In Uttar Pradesh, JE vaccination was launched in 2006 – the year after that deadliest outbreak. The state saw some reduction in all-cause AES cases in the subsequent years, with a notable reduction in the case fatality rate between 2005 and 2010.  After a spike in cases in 2017, which resulted in 654 deaths (93 provably due to JE), a renewed emphasis on JE immunisation has preceded “a continuous decline in the confirmed cases and deaths of JE and AES” in the years since.

In 2009, a paper published in Emerging Infectious Diseases observed two sharply divergent trends: in endemic countries without specific JE diagnostic centres, vaccination programmes, and surveillance systems, JE incidence was on the rise. In countries with established surveillance and immunisation, JE incidence was “stable or declining”.

Migratory threat

The backdrop to both trajectories, the paper’s authors noted, were increasingly virus-friendly environmental conditions: population growth, intensified rice farming, intensified pig-rearing, shifting weather trends. Climate change, they wrote, “could not only directly increase JE vector proliferation and longevity but could also increase disease because of changing patterns of agricultural practices such as irrigation.” Natural flooding would also spur disease, as could, conceivably, changing migratory routes of water birds.

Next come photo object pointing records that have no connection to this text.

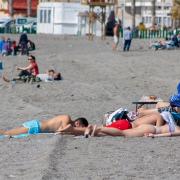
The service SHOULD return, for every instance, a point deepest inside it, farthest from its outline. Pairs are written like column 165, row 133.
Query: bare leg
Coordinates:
column 16, row 131
column 139, row 131
column 162, row 104
column 136, row 132
column 154, row 119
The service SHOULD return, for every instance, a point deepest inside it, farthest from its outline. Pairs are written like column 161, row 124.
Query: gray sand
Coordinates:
column 95, row 80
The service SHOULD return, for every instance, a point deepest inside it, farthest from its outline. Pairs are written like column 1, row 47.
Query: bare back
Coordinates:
column 58, row 122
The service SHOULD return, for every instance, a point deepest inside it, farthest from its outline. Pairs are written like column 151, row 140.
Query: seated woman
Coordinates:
column 137, row 131
column 172, row 106
column 50, row 75
column 28, row 72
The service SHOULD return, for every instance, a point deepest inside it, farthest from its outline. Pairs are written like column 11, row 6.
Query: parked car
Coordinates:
column 6, row 24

In early March 2022, Australian health authorities notified WHO of three confirmed human cases of JE – the first locally-acquired cases on the Australian mainland since 1998. By June  the epidemic had swelled to an unheard-of 40-plus cases. JEV had, by then, been detected also in more than 70 pig farms across the four states involved in the outbreak.

It did not appear to be coincidental that February and March had seen record flooding along the northeast coast of Australia. “It’s speculated from a couple of sources; possibly water birds have migrated down to follow the water, given there are larger areas of water here now, in our part of the world,” said New South Wales Agriculture Minister Dugald Saunders at a parliamentary hearing.

The bigger picture seems plain. “With accelerating climate change, we’re going to be in a world of hurt,” Tim Inglis, head of pathology and laboratory medicine at the University of Western Australia told the Washington Post, “with some of these diseases that have in the past been restricted in the tropics extending, as we’re beginning to see.”